- Occupation: Professor

= Alexis Redding =

American author and professor

Alexis Redding is a developmental psychologist and lecturer at the Harvard Graduate School of Education (HGSE), where she serves as the Faculty Co-Chair of the Higher Education Concentration. Her work focuses on supporting young adults during their college years and the transition to the workforce, integrating psychology, education, and ethnography to capture the nuances of young adult development.

== Personal life ==

Redding earned her A.B. from Harvard College, followed by an Ed.M. in Human Development and Psychology from the Harvard Graduate School of Education. She received her Ed.D. in Human Development and Education at Harvard Graduate School of Education where she was a Presidential Scholar. Additionally, she holds a Graduate Certificate in College Counseling from UCLA.

In 2024, Redding married author Dorie Clark.

== Career ==

Redding's research explores student identity development, moral identity, and ethical reasoning skills. She has investigated achievement culture in high schools, fraud in college admissions, and academic dishonesty in high-stakes educational environments. Her work has informed the design of the Harvard College Honor Code and revisions to ethical guidelines in college admissions.

At HGSE, Redding teaches courses in youth development, higher education organizations, and research methods. In 2023, she received the Morningstar Family Teaching Award, recognizing outstanding impact on students and the Harvard community.
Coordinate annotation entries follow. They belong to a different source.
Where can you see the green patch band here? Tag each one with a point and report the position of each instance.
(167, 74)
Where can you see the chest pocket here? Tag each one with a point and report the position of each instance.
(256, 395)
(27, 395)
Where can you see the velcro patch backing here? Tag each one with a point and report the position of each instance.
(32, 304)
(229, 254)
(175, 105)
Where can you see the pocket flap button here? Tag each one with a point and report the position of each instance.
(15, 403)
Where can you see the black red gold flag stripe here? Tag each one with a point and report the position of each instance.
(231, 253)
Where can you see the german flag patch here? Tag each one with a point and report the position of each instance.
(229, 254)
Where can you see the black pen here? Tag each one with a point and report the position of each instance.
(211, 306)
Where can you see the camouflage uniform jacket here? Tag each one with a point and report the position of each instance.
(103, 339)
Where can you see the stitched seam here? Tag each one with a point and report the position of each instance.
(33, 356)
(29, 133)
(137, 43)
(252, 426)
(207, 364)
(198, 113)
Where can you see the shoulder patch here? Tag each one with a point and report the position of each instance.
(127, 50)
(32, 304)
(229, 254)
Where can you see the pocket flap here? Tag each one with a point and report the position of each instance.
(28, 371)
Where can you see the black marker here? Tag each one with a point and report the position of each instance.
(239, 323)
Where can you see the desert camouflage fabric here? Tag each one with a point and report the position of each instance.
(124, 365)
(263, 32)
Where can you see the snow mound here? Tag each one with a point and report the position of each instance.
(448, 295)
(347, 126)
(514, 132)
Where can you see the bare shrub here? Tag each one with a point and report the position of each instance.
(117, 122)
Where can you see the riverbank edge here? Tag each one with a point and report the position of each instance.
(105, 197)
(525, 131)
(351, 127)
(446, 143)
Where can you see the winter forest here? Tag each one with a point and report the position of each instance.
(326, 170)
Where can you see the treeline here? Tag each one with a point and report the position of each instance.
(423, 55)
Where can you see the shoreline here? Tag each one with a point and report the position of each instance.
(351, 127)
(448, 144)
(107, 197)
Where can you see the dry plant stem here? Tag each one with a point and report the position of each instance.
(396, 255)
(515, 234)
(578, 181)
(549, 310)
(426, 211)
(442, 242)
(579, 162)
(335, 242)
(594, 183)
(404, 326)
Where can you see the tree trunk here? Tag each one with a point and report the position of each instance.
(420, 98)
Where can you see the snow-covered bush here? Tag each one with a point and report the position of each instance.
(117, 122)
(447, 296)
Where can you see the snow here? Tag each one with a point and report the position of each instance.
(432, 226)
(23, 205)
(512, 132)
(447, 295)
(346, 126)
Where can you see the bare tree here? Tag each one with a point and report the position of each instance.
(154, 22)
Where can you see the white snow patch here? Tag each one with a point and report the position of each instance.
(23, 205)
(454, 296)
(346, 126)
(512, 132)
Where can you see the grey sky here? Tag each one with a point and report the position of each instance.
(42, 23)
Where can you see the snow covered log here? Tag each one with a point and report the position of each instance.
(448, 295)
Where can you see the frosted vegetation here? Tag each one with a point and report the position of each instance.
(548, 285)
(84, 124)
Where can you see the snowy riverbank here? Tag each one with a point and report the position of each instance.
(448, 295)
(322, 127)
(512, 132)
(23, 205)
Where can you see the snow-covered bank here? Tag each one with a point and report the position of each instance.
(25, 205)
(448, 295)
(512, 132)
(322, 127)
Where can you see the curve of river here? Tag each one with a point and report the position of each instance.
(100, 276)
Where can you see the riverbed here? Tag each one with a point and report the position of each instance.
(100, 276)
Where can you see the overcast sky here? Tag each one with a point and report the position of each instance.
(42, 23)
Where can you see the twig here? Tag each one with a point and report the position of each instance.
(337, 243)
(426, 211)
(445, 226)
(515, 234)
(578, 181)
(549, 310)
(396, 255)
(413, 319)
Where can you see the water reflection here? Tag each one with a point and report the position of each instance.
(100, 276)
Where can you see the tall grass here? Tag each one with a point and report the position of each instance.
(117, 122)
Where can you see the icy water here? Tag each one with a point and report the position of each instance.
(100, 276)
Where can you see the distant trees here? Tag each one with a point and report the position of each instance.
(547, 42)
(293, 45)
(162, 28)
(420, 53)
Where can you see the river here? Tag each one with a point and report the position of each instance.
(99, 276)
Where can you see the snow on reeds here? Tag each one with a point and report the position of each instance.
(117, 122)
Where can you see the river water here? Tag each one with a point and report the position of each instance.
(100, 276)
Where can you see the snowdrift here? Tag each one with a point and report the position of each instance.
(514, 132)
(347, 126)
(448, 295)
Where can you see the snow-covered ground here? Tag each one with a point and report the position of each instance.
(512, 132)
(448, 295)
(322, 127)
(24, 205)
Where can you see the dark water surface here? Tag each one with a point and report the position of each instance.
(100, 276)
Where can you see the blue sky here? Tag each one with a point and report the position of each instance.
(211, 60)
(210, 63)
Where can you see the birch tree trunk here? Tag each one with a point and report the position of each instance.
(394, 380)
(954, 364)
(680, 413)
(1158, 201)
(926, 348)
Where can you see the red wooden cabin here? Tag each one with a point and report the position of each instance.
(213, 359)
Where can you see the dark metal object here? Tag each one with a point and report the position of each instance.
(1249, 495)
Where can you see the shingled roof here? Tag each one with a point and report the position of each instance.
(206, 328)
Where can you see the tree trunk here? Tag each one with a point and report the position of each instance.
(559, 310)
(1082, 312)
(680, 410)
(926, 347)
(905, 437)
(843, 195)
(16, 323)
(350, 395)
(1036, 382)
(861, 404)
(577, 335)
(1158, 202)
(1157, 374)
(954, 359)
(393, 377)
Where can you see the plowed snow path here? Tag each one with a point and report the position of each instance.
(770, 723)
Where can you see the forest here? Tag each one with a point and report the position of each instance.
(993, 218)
Redding is co-author (with Nancy E. Hill) of The End of Adolescence: The Lost Art of Delaying Adulthood, which focuses on the transition to adulthood and the historical precedence and rationale for extending the time to adulthood. They have also shared this work in the American Psychological Association's APA Handbook of Pediatric Psychology, Developmental-Behavioral Pediatrics, and Developmental Science and in several pieces published by The Atlantic .

Her newest book, *Mental Health in College: What Research Tells Us About Supporting Students* will be released by Harvard Education Press in April 2026.

== Publications ==

- Redding, A. (2025). Mental Health in College: What Research Tells Us About Supporting College Students. Harvard Education Press.
- Hill, N.E. & Redding, A. Chapter 16: Unpacking extended adolescence: Ecological contexts, relationships, and pathways to adulthood. In Bornstein, M.H. & Shah, P.E. (2025). APA Handbook of Pediatric Psychology, Developmental-Behavioral Pediatrics, and Developmental Science. Washington, DC: American Psychological Association Publishers.
- Hill, N. E., & Redding, A. (2021). The End of Adolescence: The Lost Art of Delaying Adulthood. Harvard University Press.